The square root is the inverse of squaring a number. 69 is not a perfect square. The square root of 69 is expressed in both radical and exponential forms.

In radical form, it is expressed as √69, whereas in exponential form, it is written as 69^1/2.

√69 ≈ 8.30662, which is an irrational number because it cannot be expressed in the form of p/q, where p and q are integers and q ≠ 0.

The prime factorization method is typically used for perfect square numbers. However, for non-perfect square numbers, we use methods like long division and approximation. Let us now learn the following methods:

1. Prime factorization method
2. Long division method
3. Approximation method

The product of prime factors gives the prime factorization of a number. Let's see how 69 is broken down into its prime factors:

Step 1: Finding the prime factors of 69 Breaking it down, we get 3 x 23. Therefore, the prime factorization of 69 is 3¹ x 23¹.

Step 2: Since 69 is not a perfect square, the prime factors cannot be paired.

Therefore, calculating the square root of 69 using prime factorization directly is not feasible.

The long division method is particularly useful for non-perfect square numbers. In this method, we check for the closest perfect square number to the given number. Here is how to find the square root using the long division method, step by step:

Step 1: To begin with, we need to group the digits of 69 starting from the right. In this case, we group it as 69.

Step 2: Find a number whose square is less than or equal to the leftmost group. Since 8² = 64 is less than 69, the initial quotient is 8.

Step 3: Subtract 64 from 69, resulting in a remainder of 5. Step 4: Bring down pairs of zeros one at a time. The new dividend is 500.

Step 5: Double the quotient and use it as part of the new divisor. In this case, 2 × 8 = 16.
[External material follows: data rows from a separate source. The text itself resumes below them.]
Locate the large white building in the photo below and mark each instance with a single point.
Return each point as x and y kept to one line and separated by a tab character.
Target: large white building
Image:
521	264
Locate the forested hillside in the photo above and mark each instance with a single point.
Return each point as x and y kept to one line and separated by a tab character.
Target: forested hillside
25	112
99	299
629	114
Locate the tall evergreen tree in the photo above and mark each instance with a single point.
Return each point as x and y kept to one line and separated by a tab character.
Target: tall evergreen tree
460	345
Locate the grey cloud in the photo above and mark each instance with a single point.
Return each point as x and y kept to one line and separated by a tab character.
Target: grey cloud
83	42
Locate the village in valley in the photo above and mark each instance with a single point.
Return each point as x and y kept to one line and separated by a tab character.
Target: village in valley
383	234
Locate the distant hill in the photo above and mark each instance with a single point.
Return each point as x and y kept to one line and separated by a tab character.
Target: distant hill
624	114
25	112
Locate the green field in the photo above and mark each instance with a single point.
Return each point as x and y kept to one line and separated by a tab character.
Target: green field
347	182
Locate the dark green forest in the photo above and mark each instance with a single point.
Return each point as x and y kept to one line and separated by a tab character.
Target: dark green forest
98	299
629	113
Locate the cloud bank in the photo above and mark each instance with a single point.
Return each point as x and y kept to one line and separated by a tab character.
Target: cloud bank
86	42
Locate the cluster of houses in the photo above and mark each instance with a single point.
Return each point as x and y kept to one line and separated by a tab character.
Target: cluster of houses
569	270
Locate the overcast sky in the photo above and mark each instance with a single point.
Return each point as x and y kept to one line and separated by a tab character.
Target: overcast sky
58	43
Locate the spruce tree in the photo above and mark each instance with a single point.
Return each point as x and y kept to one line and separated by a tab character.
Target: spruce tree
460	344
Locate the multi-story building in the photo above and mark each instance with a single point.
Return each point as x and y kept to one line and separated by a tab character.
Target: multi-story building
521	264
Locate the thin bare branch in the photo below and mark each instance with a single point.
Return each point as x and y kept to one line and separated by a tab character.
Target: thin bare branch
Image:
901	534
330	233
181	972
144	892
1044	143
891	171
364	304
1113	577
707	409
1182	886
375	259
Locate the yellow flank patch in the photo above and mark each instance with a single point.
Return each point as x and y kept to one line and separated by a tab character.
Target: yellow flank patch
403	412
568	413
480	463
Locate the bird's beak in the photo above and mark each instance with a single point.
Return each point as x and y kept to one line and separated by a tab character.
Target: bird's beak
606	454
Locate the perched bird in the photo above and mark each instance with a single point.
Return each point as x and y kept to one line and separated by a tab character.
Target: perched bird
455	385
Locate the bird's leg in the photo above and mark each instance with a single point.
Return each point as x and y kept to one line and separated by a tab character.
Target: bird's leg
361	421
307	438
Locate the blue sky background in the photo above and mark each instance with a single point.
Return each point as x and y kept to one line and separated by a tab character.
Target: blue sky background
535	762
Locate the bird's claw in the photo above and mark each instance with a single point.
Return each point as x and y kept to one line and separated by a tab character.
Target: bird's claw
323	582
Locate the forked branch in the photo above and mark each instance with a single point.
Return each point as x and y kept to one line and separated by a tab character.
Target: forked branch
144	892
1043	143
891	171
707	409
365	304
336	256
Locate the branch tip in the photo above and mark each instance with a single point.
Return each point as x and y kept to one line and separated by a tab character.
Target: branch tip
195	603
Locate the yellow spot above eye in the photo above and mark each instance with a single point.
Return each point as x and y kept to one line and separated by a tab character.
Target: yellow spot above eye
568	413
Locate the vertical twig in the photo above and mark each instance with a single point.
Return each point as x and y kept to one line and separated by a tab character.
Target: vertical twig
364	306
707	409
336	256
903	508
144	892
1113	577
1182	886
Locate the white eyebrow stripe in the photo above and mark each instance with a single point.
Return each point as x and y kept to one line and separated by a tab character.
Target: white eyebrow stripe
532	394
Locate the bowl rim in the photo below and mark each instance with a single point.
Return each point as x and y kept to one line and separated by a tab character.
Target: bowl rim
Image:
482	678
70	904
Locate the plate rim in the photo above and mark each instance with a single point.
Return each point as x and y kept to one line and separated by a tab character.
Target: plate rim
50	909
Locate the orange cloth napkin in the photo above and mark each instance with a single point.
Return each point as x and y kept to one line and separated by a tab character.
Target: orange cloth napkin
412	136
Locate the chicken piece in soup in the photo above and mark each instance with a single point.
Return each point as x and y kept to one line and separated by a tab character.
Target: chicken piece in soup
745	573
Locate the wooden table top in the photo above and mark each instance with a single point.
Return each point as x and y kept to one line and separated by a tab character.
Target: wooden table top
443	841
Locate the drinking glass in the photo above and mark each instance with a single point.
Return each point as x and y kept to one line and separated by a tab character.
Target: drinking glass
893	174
Step 6: Find a digit n such that (160 + n) × n is less than or equal to 500. Here, n is 3 since 163 × 3 = 489.

Step 7: Subtract 489 from 500 to get a remainder of 11.

Step 8: Repeat the steps until the decimal reaches the desired precision.

The approximate value of √69 is 8.306.

The approximation method is another simple way to find the square roots of a number. Here's how to find the square root of 69 using the approximation method:

Step 1: Find the closest perfect squares around 69. The smaller perfect square is 64 and the larger is 81. √69 falls between √64 = 8 and √81 = 9.

Step 2: Use the formula: ( (Given  number - smaller perfect square) / (larger perfect \square - smaller  perfect  square) ).

Applying the formula: (69 - 64) / (81 - 64) = 5 / 17 ≈ 0.294.

Add this decimal to 8, the square root of 64.

Thus, 8 + 0.294 ≈ 8.294.

Therefore, √69 is approximately 8.294.

• Square root: A square root is a value that, when multiplied by itself, gives the original number. For example, √9 = 3, since 3 × 3 = 9.

• Irrational number: An irrational number cannot be expressed as a simple fraction, such as π or √69.

• Radical form: A way of expressing roots, such as square or cube roots, using the radical symbol (√).

• Approximation: The process of finding a value that is close enough to the correct answer, typically used for non-perfect squares.

• Perfect square: A number that is the square of an integer, such as 64 (8 × 8) or 81 (9 × 9).